On the occasion of the day event “Inhabiting Together: Plural Intelligences, Stories, and Territories”, held on Saturday, March 28, 2026, at Le Cinématographe as part of the IDEAL Festival, the Nantes Institute for Advanced Study is partnering with TU•Nantes and Le Cinématographe to offer a series of screenings and discussions open to all.
This event extends the reflections developed at the Institute on the relationships between arts, sciences, and society, and more broadly questions the ways we inhabit territories today.
Three special screenings:
3:30 pm – Paradis by Alexander Abaturov
6:00 pm – Commune commune by Sarah Jacquet and Dorine Brun
9:00 pm – Saudades do Rio Doce by Claudia Neubern
Le Cinématographe - 12bis Rue des Carmélites, 44000 Nantes
Practical information - https://www.lecinematographe.com/tarifs/
Thinking Territories Through Stories
At the Nantes Institute for Advanced Study, many research projects explore the connections between plural forms of intelligence, storytelling, and territories. They seek to foster dialogue between scientific, artistic, and civic forms of knowledge. They question the role of narratives in shaping our representations of environments, and examine possible forms of coexistence in the face of contemporary ecological and social upheavals.
The event on March 28 is part of this perspective. Here, cinema becomes a space for attention and reflection. A place where situated narratives are constructed. A place where collective experiences, attachments to territories, and ways of organizing shared life are made visible.

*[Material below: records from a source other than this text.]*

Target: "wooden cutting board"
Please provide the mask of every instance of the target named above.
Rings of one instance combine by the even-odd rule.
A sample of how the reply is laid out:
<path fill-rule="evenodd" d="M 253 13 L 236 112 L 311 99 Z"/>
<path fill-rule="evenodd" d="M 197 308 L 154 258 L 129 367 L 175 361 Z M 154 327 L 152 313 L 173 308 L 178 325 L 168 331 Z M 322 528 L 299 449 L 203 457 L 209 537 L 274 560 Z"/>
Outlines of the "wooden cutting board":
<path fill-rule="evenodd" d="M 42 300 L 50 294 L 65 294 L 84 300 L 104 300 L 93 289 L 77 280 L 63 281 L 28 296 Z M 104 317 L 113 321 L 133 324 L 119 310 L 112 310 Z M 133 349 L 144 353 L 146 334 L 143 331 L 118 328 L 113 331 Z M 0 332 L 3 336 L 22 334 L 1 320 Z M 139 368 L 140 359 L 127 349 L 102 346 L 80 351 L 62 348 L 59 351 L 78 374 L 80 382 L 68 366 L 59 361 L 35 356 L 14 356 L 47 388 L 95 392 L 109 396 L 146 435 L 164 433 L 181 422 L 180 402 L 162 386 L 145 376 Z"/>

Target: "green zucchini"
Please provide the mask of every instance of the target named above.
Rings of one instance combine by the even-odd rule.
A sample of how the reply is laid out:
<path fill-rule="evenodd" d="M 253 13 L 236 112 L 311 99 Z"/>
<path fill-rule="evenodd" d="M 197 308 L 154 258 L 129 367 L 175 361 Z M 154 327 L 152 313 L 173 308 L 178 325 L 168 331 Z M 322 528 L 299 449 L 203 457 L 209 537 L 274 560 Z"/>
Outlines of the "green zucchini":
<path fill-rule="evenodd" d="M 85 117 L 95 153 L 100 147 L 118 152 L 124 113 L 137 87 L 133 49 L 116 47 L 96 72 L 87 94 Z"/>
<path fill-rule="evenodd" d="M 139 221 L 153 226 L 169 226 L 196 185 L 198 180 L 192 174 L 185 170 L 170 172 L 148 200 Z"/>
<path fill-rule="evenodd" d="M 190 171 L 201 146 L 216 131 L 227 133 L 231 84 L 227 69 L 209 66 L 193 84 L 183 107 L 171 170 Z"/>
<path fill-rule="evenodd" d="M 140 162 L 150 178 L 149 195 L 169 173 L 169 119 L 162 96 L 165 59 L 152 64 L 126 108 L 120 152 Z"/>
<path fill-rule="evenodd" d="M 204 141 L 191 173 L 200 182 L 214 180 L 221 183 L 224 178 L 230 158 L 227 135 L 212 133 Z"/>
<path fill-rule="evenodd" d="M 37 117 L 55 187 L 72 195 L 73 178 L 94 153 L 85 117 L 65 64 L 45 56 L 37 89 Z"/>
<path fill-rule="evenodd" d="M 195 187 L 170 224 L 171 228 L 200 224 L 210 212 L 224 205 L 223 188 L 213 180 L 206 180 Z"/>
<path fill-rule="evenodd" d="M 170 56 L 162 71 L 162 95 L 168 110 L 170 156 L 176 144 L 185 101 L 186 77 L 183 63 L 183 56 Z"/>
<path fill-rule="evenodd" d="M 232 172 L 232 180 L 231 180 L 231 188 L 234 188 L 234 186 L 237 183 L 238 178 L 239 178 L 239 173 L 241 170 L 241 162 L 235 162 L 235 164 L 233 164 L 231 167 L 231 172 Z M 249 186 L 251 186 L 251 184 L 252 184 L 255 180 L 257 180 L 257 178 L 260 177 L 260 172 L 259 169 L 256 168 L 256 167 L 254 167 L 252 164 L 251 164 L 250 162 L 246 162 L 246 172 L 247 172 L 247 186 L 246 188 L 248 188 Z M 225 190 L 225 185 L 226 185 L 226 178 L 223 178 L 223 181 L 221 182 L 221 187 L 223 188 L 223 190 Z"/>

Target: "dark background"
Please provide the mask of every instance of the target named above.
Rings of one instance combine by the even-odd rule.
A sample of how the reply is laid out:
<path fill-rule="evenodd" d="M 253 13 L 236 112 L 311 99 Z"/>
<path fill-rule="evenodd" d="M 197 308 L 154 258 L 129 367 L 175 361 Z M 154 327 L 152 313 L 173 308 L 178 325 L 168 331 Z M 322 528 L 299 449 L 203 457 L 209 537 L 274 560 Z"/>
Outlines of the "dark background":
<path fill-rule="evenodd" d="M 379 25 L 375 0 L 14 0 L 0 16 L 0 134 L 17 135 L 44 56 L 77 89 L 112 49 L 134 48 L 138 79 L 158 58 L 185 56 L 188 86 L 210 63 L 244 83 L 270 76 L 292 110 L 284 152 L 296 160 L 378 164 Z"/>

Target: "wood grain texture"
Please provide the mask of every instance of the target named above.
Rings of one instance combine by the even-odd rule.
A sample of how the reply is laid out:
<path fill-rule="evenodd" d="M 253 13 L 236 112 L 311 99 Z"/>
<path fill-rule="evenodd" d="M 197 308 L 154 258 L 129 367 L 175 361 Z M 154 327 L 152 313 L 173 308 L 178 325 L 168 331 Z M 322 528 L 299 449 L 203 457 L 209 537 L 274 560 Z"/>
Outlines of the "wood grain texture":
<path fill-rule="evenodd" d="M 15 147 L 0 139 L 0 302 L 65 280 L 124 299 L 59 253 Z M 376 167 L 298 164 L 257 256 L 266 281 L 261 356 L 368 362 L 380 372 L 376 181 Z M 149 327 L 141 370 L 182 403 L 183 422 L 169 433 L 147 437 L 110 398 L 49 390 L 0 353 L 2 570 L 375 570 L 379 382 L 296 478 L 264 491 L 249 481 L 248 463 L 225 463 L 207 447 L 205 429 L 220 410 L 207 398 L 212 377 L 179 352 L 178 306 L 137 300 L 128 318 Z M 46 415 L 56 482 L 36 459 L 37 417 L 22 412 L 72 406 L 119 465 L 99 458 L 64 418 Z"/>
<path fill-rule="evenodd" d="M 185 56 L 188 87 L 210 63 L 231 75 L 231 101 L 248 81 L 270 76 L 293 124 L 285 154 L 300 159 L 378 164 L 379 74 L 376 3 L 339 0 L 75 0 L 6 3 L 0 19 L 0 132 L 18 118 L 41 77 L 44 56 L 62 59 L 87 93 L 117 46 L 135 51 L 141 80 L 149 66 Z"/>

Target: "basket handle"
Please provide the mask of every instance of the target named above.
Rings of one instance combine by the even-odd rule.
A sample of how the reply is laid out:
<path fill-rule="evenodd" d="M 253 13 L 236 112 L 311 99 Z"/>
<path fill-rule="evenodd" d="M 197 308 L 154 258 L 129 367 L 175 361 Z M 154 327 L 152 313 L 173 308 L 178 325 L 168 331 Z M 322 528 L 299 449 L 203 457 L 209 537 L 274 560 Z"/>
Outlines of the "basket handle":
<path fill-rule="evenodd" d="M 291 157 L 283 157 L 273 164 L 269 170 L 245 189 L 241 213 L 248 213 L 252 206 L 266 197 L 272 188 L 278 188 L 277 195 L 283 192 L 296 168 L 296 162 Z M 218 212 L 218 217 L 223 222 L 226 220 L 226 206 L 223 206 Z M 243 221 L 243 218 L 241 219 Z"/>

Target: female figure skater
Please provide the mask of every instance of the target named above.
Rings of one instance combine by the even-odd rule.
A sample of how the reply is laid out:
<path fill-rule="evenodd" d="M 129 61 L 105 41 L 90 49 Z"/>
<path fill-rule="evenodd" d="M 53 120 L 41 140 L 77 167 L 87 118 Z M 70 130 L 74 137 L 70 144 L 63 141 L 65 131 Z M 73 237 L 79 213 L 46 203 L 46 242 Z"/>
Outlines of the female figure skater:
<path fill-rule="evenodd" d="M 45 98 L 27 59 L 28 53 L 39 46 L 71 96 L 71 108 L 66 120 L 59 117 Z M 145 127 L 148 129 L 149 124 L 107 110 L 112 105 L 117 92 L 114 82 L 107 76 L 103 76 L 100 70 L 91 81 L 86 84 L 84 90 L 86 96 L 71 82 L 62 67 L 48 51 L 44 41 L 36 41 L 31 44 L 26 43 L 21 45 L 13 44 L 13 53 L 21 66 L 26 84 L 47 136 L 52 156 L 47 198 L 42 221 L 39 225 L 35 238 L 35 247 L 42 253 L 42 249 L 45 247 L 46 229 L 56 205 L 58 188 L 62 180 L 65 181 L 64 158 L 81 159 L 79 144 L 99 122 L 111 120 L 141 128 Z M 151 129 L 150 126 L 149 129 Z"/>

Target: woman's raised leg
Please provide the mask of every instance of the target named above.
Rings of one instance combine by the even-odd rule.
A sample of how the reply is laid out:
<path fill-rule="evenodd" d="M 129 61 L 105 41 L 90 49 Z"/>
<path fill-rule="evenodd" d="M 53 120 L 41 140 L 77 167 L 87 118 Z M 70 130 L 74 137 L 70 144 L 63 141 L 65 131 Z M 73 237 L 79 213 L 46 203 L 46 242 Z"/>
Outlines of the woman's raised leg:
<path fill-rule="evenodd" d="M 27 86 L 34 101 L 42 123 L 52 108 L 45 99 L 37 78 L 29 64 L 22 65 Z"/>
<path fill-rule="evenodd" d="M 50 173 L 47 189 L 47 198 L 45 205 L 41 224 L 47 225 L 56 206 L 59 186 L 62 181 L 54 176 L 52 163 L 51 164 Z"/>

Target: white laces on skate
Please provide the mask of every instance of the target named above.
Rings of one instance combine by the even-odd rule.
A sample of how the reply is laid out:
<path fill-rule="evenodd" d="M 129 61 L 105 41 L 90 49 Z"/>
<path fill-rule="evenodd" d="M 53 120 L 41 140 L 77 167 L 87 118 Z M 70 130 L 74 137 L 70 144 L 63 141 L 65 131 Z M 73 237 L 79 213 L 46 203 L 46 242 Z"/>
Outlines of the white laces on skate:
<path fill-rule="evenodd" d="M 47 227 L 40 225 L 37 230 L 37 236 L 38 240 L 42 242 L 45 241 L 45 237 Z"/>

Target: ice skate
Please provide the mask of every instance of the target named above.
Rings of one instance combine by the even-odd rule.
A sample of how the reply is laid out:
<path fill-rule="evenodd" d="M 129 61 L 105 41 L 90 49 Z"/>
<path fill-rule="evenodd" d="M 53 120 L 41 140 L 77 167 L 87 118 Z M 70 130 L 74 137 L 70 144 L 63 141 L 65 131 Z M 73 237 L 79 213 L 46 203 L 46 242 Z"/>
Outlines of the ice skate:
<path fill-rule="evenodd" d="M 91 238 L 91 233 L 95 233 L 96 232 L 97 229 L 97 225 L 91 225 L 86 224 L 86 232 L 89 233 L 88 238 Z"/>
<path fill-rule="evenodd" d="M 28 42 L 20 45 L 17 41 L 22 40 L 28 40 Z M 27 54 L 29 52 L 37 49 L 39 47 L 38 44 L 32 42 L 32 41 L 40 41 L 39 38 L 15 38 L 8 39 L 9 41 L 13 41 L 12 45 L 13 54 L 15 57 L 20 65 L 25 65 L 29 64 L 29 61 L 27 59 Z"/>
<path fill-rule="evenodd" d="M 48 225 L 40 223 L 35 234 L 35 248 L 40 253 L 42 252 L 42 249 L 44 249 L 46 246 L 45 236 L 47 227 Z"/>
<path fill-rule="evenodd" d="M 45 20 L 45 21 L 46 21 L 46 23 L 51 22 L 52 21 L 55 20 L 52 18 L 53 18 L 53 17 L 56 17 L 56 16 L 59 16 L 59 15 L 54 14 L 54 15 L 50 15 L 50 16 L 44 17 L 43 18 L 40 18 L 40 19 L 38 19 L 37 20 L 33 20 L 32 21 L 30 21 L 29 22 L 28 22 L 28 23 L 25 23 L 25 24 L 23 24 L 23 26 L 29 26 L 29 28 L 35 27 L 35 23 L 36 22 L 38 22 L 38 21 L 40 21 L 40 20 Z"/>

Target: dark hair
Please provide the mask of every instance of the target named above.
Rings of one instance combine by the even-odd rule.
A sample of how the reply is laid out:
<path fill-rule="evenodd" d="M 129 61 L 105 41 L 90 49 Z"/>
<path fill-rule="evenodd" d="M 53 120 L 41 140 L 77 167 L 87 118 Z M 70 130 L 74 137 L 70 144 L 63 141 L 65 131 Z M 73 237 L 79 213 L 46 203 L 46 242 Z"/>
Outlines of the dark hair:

The three documentaries presented offer contrasting yet complementary expressions of these themes.
- Paradis questions the possibility of forming a community within a constrained space, observing relationships, tensions, and forms of solidarity that emerge in situations of confinement.
- Commune commune follows an experiment in participatory democracy, highlighting the hopes, frictions, and learning processes involved in inventing a more horizontal form of governance at the scale of a village.
- Saudades do Rio Doce portrays a territory marked by environmental disaster and explores the affective, political, and symbolic ties that bind inhabitants to a damaged river.
Each of these films, in its own way, raises the question of what it means to inhabit together. Each mobilizes forms of collective intelligence. Each reveals the decisive role of narratives in how a community understands itself, transforms, or resists.
Among the initiatives currently developed at the Institute, the project “Towards an International of Rivers and Other Elements of Nature” embodies this approach. It explores alternative ways of forming communities with living environments. Through the experience of the “Council of Witnesses,” in particular, it has enabled the experimentation of renewed forms of listening and deliberation. The event on March 28 extends this spirit, inviting participants to cross perspectives, engage in dialogue, and open up shared imaginaries.
This partnership with TU•Nantes and Le Cinématographe reflects the Institute’s commitment to bringing research into the public sphere. It affirms the importance of creating spaces where arts, sciences, and society can meet—spaces where connections between knowledge, narratives, and territories can be woven differently.
Paradis
by Alexander Abaturov
France–Switzerland, 2022, 1h29
• documentary •
Digital
Saturday 28 March, 3:30 pm
Screening followed by a discussion led by Camille de Chenay, filmmaker, and Inès Valenzuela-Calvo, PhD in anthropology.
Commune commune
by Sarah Jacquet and Dorine Brun
• documentary •
Digital
In the 2014 municipal elections, in the Drôme region, the citizens of Saillans entrusted the town hall to a list proposing a shared distribution of power between elected officials and residents. At a time marked by growing political disillusionment, the hope sparked by this victory was immense. Five years later, as new municipal elections approach, the village gathers to take stock of this political experiment. Will it be continued for another term?
Saturday 28 March, 6:00 pm
Screening followed by a discussion led by Camille de Chenay, filmmaker, and Inès Valenzuela-Calvo, PhD in anthropology.
Saudades do Rio Doce
by Claudia Neubern
• documentary •
Digital

“On November 5, 2015, in the state of Minas Gerais, Brazil, a mining dam containing toxic waste collapsed. Forty million cubic meters of poisonous mud poured into the Rio Doce, the country’s fifth-largest river basin. Traveling 650 kilometers to the Atlantic Ocean, this devastating wave destroyed and contaminated all forms of life.This film is an encounter with those who have lost everything, those known as os atingidos, the affected communities. With them, I seek to understand what happened, but above all, I accompany their path toward rebuilding a future.”
- Claudia Neubern
Saturday 28 March, 9:00 pm
Screening followed by a discussion led by Camille de Chenay, filmmaker, and Inès Valenzuela-Calvo, PhD in anthropology.